Not too long ago someone told their story of struggling with who they were and what they wanted to do with life. They finally decided and have spent a good amount of time in school to become a certain person. But they still struggle with a defining feature of the role, something that is worn and when seen, people know who this person is. All kinds of conclusions may then be reached about the person - good, bad, whatever... It's a collar - it says the person is a pastor.
Although it's not the same at all, I've been thinking of how I am defined by my disability. The main difference is that I can't choose to make it invisible... except when I am in my car. So like a person with a collar (or it could be many professions, but mine is not a profession), when I get in my car, I immediately fling the tag somewhere in the car where it is not visible. I have no bumper stickers on my car. So I get in my car and become "anonymous" - the disability goes away. When people see me driving they won't rush to judgement about the lady with the walker. The disability vanishes.
But as soon as I exit my car, there it is! And I think I struggle then, with what I want to do with that. I've become an advocate - people with disabilities have to be their own, strong advocates if they are to "survive." I've been part of a disability association that is led jointly - where people each have a voice that is respected for its uniqueness and value. And I've become a sounding block - people call me - people with disabilities - and people have self-doubt, or they are scared, or frustrated, or mad, and they want someone who will listen to them. I give a bit of advice, but mostly I listen. For some reason people will turn to me for this - I'm not sure why that happened, but it's fine.
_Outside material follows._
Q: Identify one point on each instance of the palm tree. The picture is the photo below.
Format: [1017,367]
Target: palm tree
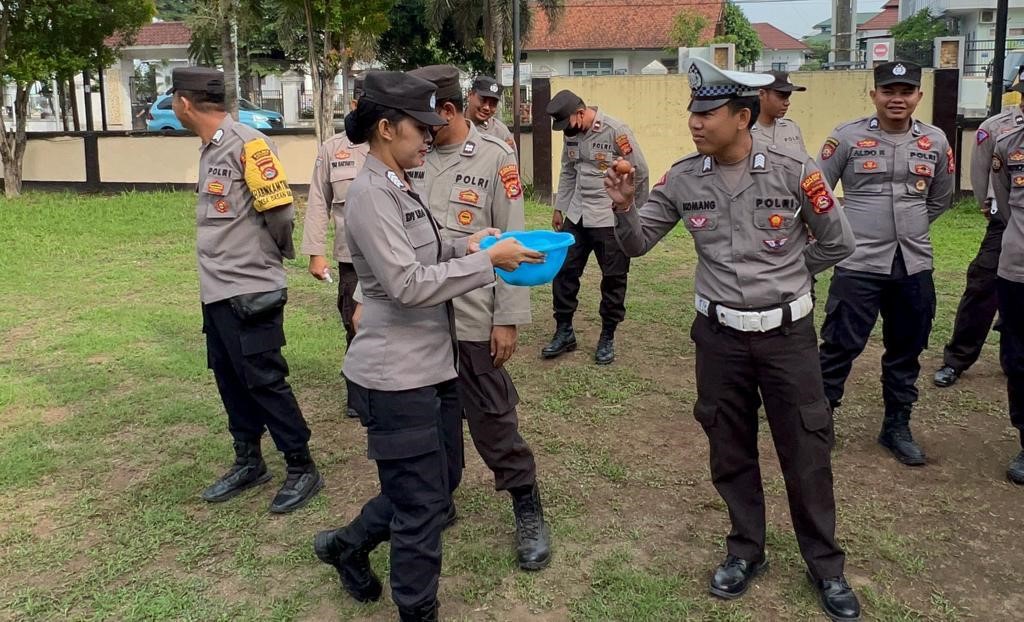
[491,19]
Today in our adult "Sunday School," (lack of a better term), we were talking about our church and that although it has leaders, there is an opportunity for equal voices. The church body leads itself regardless of various titles people may have. I like that.
Getting back to our disability association / the work I've done with disability. It's important that we are like the church body. And yet we have been caught in a struggle for others to see that - an attempt to force a model on us that makes no sense, a model with hierarchy which we avoid at all costs in our association.
I now get back to what defines me - who I am. I can choose not to be a part of disability advocacy - to stay back from the things that draw me to them. Disability advocacy isn't my who life or career by any means. But I struggle with the question of whether to drop my role in the association, because of the struggle to avoid being put in a hierarchical model. And I feel torn.
Today we heard a reading that hit me and it all made sense. It's Philippians 4:8-9:
"...whatever is true, whatever is honorable, whatever is just, whatever is pure, whatever is pleasing, whatever is commendable, if there is any excellence and if there is anything worthy of praise, think about these things. Keep on doing the things that you have learned and received and heard and seen in me, and the God of peace will be with you.
And then from a prayer group I have joined where a bunch of people meet to start the day in prayer - a bunch of very diverse people - so it is unique and wonderful.. from that group came 1 Peter 3:14:
"But even if you should suffer for what is right, you are blessed. Do not fear their threats; do not be frightened."
It all somehow comes together - the collar someone is unsure they want to wear; the tag I fling off; how we, or I choose to identify myself; what my role is/what do I want to be; how should I move forward.
The answer is plainly there. What I am doing is true, honorable, just, ..., etc. I can't simply give it up, and I can't be afraid. I'll have to continue to fight against people saying we must have a hierarchy, and insist that our model, emphasizing the equal voice that is the model we use. In doing this, perhaps people will keep calling me, and I will keep listening. And I will fight through my own struggles with disability.